Savaş gemisiyle Innerverse'deki önceki yolculuğunda bunu fark etmemişti, ancak bu sefer Lu Yin, Blazing Mist Flowzone'un sıcaklığının Outerverse'den çok daha yüksek olduğunu fark etti. Bunun Innerverse ile Outerverse arasındaki farktan mı yoksa sıcaklığın Blazing Region'a özgü bir fenomen mi olduğunu merak etti.
Lu Yin Astral Nehri'nden ilk uzaklaştığında etrafında birkaç uzay aracı vardı, ancak uzay aracı aşırı hızlı olduğu için hepsini kısa sürede geride bıraktı. O kadar inanılmazdı ki hızı birçok insanı şaşırttı.
Lu Yin'in uzay aracı kısa süre sonra yıldızların arasında kayboldu.
Aldığı koordinatlara göre, Blazing Mist ve Northline Flowzone'ların kesiştiği Astral Nehri koluna yakında ulaşacaktı. O noktada, kolu geçmek için başka bir gemiye binmesi gerekecekti. Bu gemi Astral Nehri Gemisi'nden önemli ölçüde daha küçük olacaktı ama yine de herhangi bir kişisel uzay aracından çok daha büyük olacaktı.
Kol boyunca sadece birkaç gemi olmasına rağmen Lu Yin, rotasını daha iyi planlayabilmek için her geminin mevcut konumunu belirlemek amacıyla ağı kullanabilirdi.
Rotasına göre, kolun kenarına ulaşmasına beş saatten fazla zaman vardı ve bundan iki saat sonra bir gemi gelecekti. Ancak o zaman gemiye binip Kuzey Hattı Akış Bölgesi'ne geçebilecekti.
Planlama ilk tahminine oldukça benziyordu.
Şu anki durumu olmasaydı, hala Dış Evreni keşfetmekle meşgul olacaktı ve İç Evrene girme şansı bile olmayacaktı.
Lu Yin'in ilerlediği yönde, bir yıldızın üzerinde aniden başını kaldıran yaşlı bir adam vardı. Adam yanan yıldızdan hiç etkilenmemişti. “Sonunda geldin. Ölümsüz Yushan uzuvlarımı felç etti, bu yüzden intikam olarak varisinin hayatını alacağım.”
Lu Yin, Kuzey Hattı Akış Bölgesi'ne vardığında yapması gereken tüm şeyleri düşünürken kişisel uzay aracında Stonewall Yazıtlarını okumakla meşguldü.

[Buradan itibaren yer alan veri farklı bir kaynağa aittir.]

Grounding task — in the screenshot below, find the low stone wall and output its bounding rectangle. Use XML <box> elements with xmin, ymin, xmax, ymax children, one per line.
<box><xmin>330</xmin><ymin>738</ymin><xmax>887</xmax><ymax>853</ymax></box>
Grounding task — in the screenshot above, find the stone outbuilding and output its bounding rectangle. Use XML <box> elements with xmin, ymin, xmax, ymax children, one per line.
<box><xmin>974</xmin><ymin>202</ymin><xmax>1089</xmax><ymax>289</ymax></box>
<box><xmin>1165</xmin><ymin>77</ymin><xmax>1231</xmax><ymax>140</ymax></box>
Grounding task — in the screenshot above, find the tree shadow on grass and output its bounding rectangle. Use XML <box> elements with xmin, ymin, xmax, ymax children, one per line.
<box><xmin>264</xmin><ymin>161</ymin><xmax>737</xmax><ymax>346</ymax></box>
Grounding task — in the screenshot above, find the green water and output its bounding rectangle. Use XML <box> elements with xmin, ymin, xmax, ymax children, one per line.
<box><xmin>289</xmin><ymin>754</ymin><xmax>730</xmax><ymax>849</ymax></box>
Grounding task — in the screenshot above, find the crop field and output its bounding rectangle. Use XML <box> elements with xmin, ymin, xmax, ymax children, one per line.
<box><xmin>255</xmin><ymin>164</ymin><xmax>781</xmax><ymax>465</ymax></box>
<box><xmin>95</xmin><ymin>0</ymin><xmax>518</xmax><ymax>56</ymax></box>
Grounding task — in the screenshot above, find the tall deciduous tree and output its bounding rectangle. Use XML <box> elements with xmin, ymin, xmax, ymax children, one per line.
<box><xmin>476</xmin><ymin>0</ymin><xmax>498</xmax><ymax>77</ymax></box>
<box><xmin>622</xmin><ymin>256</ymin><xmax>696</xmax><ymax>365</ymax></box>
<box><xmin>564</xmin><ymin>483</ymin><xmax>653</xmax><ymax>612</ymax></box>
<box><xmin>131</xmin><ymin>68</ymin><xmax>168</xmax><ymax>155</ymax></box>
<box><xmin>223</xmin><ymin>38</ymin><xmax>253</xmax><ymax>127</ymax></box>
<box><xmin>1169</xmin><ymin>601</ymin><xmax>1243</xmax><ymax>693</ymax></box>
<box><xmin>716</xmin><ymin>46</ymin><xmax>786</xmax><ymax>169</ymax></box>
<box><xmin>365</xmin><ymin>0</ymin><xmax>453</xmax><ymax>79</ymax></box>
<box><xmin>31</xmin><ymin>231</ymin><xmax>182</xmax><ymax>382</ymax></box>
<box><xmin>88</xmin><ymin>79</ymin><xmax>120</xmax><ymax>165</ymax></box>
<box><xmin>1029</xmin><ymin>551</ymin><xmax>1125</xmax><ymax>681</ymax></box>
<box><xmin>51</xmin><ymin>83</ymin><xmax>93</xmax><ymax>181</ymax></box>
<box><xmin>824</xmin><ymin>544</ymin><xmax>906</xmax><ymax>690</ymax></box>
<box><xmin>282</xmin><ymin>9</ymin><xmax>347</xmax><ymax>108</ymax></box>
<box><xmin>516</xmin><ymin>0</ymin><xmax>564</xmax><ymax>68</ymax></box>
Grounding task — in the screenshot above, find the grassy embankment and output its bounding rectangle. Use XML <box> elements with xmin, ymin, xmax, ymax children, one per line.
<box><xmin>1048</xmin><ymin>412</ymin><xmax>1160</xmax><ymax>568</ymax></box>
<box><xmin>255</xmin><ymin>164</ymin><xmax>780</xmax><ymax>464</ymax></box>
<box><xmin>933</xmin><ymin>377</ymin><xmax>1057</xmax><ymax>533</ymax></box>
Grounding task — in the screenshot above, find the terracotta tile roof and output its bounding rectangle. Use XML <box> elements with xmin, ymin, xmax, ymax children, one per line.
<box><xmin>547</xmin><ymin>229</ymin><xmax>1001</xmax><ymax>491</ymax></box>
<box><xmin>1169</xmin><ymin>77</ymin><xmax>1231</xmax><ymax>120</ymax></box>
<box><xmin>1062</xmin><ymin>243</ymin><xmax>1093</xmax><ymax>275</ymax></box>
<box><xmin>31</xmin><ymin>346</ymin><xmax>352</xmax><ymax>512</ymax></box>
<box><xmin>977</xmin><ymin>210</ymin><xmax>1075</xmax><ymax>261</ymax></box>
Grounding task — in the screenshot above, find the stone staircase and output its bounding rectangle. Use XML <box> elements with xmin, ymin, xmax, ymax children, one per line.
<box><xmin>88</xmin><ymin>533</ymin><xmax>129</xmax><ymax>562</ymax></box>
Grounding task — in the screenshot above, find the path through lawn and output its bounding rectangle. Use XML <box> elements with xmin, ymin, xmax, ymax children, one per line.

Aslında yapması gereken çok fazla bir şey yoktu; sadece kendisi için hiçbir şey ifade etmeyen Kuzey Kapısı Platformu yarışmasına tanıklık etmesi gerekiyordu.
Lu Yin'e göre, hala San Dios, Büyük Yu İmparatorluğu ve dikkatini gerektiren birçok başka sorumluluk vardı. Lu Yin tabağındaki tüm şeyleri düşündükçe, çok fazla önceliği olduğunu ve Kuzey Hattı Akış Bölgesi'nde zamanını boşa harcamaması gerektiğini daha çok hissediyordu.
Yaklaşan bir tehlikenin habercisi olduğunu hissettiğinde, kalbi aniden hızlanmaya başladı.
Bip, bip, bip
Lu Yin'in gözlerinin önünde bir ışık parlaması belirdiğinde uzay aracının içinde bir alarm çaldı. Bir yıldız parçalandı ve devasa bir el uzay aracına doğru uzandı.